When Vinberg injured herself badly in March, she called the director crying when her mom didn’t answer. Lately, the girls have been learning how to stencil t-shirts with their crew’s logo, and have been doing it all out of Moselle’s apartment (“It’s all over her house”). During the interview, Lovelace points to a spot of yellow paint in Vinberg’s hair (“I showered, what the fuck?”).

Even Moselle’s nails are painted bright red, with bananas stenciled on top. Throughout the interview, the girls joke and laugh, sometimes quietly speaking amongst themselves and scrolling through Instagram. Kabrina Adams, who plays Ruby, is exactly the shy but fashion-forward character in the film. Ajani Russell, who plays Indigo, recently bleached her eyebrows again, just as she appears throughout the film.

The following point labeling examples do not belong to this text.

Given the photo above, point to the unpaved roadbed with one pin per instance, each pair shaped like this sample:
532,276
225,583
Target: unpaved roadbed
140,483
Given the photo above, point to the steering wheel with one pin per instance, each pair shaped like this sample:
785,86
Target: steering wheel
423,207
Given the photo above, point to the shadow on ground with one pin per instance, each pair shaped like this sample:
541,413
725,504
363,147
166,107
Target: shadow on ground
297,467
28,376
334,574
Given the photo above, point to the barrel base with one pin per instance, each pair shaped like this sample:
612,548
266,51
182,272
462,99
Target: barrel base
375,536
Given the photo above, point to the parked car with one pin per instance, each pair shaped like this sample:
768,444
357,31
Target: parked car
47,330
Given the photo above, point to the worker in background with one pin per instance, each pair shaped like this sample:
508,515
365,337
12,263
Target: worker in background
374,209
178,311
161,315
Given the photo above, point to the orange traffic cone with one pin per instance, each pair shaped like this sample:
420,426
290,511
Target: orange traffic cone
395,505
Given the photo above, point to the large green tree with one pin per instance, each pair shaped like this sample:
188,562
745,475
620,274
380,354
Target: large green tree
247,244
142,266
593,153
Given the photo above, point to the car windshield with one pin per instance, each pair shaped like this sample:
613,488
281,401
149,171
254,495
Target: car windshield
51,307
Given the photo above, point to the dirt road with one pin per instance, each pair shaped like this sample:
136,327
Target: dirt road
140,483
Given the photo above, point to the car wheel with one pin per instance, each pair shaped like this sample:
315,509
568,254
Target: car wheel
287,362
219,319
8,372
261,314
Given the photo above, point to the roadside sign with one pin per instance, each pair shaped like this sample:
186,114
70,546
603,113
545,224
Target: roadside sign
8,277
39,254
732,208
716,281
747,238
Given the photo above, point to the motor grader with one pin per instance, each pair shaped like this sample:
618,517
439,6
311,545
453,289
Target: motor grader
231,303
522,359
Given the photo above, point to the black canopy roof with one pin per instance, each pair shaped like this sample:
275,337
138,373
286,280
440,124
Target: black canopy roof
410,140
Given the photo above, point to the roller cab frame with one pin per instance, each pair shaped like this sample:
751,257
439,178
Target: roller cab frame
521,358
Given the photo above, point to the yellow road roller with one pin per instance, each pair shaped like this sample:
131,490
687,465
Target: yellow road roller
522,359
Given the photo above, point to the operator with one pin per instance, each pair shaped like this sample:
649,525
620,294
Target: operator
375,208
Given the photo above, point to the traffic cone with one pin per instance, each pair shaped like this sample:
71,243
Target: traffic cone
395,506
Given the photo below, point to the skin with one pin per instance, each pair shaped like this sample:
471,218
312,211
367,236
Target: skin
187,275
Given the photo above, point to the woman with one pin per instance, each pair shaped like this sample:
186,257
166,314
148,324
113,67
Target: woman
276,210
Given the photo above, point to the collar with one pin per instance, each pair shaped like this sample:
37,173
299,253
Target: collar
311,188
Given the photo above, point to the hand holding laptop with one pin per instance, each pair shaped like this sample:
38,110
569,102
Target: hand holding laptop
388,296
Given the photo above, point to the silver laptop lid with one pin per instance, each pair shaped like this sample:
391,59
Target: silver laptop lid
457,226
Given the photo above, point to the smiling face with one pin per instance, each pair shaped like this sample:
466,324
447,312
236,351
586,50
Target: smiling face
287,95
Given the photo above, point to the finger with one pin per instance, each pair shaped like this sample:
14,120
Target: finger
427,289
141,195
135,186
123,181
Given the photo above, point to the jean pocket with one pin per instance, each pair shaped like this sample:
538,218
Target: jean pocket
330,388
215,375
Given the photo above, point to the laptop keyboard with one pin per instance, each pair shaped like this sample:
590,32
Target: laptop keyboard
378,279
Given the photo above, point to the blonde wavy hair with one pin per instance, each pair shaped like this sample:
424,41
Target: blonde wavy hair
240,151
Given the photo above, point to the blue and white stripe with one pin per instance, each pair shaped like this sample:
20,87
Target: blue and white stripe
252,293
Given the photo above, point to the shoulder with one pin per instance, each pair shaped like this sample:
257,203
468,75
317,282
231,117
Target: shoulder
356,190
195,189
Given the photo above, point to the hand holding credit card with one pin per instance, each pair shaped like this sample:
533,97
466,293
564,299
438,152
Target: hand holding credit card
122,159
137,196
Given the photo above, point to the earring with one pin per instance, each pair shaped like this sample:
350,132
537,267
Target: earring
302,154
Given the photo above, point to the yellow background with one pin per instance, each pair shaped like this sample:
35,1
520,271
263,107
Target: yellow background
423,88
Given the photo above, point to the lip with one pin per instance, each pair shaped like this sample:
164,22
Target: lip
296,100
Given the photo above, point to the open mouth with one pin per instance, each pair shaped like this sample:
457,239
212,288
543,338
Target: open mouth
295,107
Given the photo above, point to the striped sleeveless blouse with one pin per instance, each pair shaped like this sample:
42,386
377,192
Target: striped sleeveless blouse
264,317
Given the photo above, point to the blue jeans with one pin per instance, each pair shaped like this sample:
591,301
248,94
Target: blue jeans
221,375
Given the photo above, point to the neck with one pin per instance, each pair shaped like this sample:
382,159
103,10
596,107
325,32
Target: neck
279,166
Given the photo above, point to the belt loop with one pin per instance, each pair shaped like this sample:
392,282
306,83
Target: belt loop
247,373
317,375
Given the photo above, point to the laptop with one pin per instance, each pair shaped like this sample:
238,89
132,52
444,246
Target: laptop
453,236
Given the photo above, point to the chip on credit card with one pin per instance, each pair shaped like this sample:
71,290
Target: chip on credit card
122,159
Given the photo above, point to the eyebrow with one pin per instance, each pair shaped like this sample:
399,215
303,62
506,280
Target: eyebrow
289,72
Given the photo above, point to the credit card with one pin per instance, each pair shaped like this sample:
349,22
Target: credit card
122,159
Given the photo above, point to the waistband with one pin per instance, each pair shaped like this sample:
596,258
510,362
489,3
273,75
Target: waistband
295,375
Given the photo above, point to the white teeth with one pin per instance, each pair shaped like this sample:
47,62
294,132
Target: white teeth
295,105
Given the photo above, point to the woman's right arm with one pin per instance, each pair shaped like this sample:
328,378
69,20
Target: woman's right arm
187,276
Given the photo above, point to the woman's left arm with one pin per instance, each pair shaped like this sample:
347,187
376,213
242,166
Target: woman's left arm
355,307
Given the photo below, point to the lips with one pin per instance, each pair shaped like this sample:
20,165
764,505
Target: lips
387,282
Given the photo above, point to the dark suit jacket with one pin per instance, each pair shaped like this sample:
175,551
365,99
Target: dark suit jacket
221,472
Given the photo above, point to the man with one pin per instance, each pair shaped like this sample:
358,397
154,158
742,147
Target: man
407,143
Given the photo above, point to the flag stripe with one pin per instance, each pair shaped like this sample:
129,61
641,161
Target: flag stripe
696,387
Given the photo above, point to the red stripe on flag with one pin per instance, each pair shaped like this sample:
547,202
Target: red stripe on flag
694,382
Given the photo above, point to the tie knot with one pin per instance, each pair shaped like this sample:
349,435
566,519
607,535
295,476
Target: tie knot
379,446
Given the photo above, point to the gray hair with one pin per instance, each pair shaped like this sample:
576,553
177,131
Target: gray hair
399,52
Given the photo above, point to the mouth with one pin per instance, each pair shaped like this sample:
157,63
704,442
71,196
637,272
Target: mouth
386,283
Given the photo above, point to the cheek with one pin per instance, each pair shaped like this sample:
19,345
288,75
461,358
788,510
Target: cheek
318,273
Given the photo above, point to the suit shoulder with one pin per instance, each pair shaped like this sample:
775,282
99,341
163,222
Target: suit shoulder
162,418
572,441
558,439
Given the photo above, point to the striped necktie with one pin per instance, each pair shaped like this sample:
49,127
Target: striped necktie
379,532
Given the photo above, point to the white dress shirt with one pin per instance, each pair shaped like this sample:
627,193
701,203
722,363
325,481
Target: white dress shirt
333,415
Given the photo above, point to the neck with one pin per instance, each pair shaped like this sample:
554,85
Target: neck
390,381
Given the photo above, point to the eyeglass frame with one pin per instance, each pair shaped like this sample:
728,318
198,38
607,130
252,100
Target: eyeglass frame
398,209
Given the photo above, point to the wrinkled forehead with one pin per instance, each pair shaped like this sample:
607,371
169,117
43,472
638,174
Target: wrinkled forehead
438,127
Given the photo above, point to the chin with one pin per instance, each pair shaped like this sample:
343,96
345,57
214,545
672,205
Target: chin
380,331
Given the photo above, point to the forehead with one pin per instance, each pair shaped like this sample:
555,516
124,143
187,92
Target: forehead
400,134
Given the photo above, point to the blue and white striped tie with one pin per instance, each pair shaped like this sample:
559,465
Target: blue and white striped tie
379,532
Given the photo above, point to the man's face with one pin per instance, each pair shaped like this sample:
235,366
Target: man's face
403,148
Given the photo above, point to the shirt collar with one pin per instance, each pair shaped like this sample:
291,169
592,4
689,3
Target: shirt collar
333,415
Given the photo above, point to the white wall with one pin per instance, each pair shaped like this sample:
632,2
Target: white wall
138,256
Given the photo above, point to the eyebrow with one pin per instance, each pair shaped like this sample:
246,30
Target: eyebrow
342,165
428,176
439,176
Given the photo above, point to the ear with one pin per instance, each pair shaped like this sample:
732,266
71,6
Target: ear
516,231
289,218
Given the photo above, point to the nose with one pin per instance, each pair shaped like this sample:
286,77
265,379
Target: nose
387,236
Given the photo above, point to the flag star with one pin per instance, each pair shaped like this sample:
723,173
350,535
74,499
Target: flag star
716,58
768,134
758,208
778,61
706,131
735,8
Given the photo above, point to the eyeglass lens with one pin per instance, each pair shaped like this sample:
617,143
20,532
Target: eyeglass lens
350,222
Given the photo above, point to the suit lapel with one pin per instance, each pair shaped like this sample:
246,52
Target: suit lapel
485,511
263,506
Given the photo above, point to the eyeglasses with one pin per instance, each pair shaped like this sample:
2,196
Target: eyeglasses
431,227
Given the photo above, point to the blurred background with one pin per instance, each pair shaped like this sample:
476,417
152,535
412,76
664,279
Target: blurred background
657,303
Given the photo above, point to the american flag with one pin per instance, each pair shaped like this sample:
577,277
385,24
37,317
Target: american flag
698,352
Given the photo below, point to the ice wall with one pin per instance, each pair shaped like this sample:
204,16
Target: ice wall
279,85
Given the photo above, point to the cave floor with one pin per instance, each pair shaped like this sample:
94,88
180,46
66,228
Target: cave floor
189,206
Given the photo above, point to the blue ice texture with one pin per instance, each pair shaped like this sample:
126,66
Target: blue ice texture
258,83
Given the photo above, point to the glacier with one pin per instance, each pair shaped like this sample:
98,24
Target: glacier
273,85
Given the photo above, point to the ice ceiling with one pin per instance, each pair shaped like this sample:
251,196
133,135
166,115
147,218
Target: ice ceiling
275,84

Identical twins Brenn and Jules Lorenzo are as sweet, Moran as funny, and Lovelace as effortlessly cool. There is no difference between on and off screen; this is who they are.

And if you ask Moselle and the cast, even the way they met was effortless; it was meant to be. One day the director was sitting on the G train when she noticed Moran and Vinberg. “I was listening to them talking and [Nina] was telling some funny story,” says Moselle. “And then, I saw they had skateboards.” So, she approached them, and when the girls got off, she followed them to their next train. “You have the video of it,” says Vinberg.

Moselle takes out her cell phone and scrolls through her camera roll until she reaches the video. It’s only a few seconds long; Vinberg and Moran are on screen, skateboards in hand. “Hopefully we’ll see you soon,” says a younger-looking Moran. “It was nice to meet you, girls,” replies Moselle. And that’s it; history in the making. Because of this chance encounter, Moselle was able to make “the film she always wanted to see.”

When I ask what would have happened if they decided not to take the train that day, Moselle believes that fate would have eventually intervened: “We would have met,” she says. And we’re thankful they did because somebody has to tackle this boy's club. And the Skate Kitchen crew is more than up for the challenge.